Tuesday, March 25
REVIEW: The Grand Budapest Hotel
Directed by Wes Anderson
2014 Comedy Drama
1 hour 40 minutes
From Indian Paintbrush
F. Murray Abraham
I'm running out of Tuesday and racing to get this done and yet I sit here staring at the screen and pondering whether to give this two or three stars. It was not an easy decision but obviously I sided with those qualities that I most admired and the film certainly had some of those.
Wes Anderson, the director, is a piece of work. I don't know his background but was he some sort of whiz kid? Did he direct little pieces with his siblings and the family pets when they were all very young? He seems like the type. His films are all so quirky, if not a bit fantastical, and they all seem to be test runs for this one.
Let's first consider his past achievements. How about The Royal Tenebaums (2001), The Life Aquatic with Steve Zissou (2004), The Darjeeling Limited (2007) and Moonrise Kingdom (2012) for starters? Aren't they all rather distinctively out there? Well, come check into this hotel. Anderson must have been sitting around the lobby with directors like those who helmed Marx Brothers movies and The Three Stooges romps, along with Preston Sturges, Ernst Lubitsch, Blake Edwards, Billy Wilder, George Cukor, Vincente Minnelli. I see their DNA sprinkled throughout this sumptuous comedy.
The aspect that I seemed to care the least about, oddly enough, is the zany plot. The story stretches out between the two great wars, told in flashback, by a former lobby boy who works for a flamboyant concierge who is a slave to his guests (and a bedmate to some) and a fearless leader to his staff. At the heart of the plot we have a stolen painting that has a lot of folks concerned, especially one vengeful clan. It is told against the background of a crumbling European society, the horror of war, tyranny and betrayal. Anderson has a gift for presenting these and other things in the spirit of nostalgia. There is a whimsy and charm afoot here as in most of his work. The most fun came in an imaginative prison-break segment.
I spent some moments thinking the plot was a little over-hyped and that what was perhaps needed was a little more practicing of the less-is-more strategy, but perhaps others will find this criticism unwarranted. When thinking about how you Anderson devotees (of which I am not particularly one) may put a curse on me for deriding this project in any manner, I shall attempt to duck your slings and arrows.
Here's the good news. This is the most visually-stunning film you are likely to see in quite some time. If how arresting a film looks impresses you in any way, waste no more time. Check in to this hotel as quickly as possible.
If there aren't Oscar wins for the large set and art departments and those involved in miniatures, then something is seriously wrong with the universe.
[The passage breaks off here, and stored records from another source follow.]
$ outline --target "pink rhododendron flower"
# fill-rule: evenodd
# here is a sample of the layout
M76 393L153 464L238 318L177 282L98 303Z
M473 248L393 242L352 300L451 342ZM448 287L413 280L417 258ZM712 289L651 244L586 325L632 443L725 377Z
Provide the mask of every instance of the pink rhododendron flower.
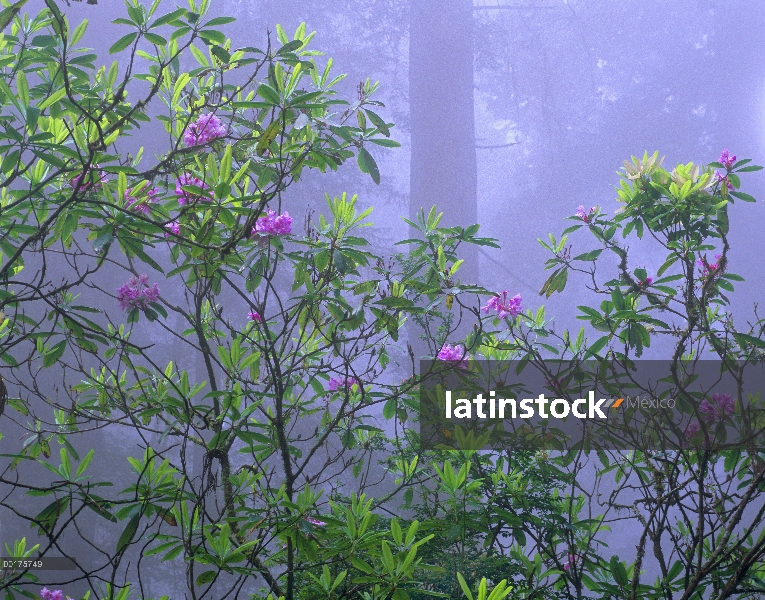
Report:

I was agog at the beauty on that screen which also included hair and makeup and costumes and a nostalgic look at props from a bygone era. The camerawork is equally dazzling with frames filled to capacity, shots from every imaginable angle, great matte work and festooned with vivid colors. How we were told of specific places and times was fun to anticipate.
The large cast was equally impressive, although some were little more than cameo roles. It was populated with a number of those who have worked with Anderson before, including four from The Darjeeling Limited alone. Top honors, however, go to Ralph Fiennes and to relative newcomer Tony Revolori, who is virtually in every scene.
Some film enthusiasts may not feel that Anderson broke any new ground here. There is the familiar cast members and the director's famed quirkiness, but the look, a bit like a lovely painting, really deserves some attention.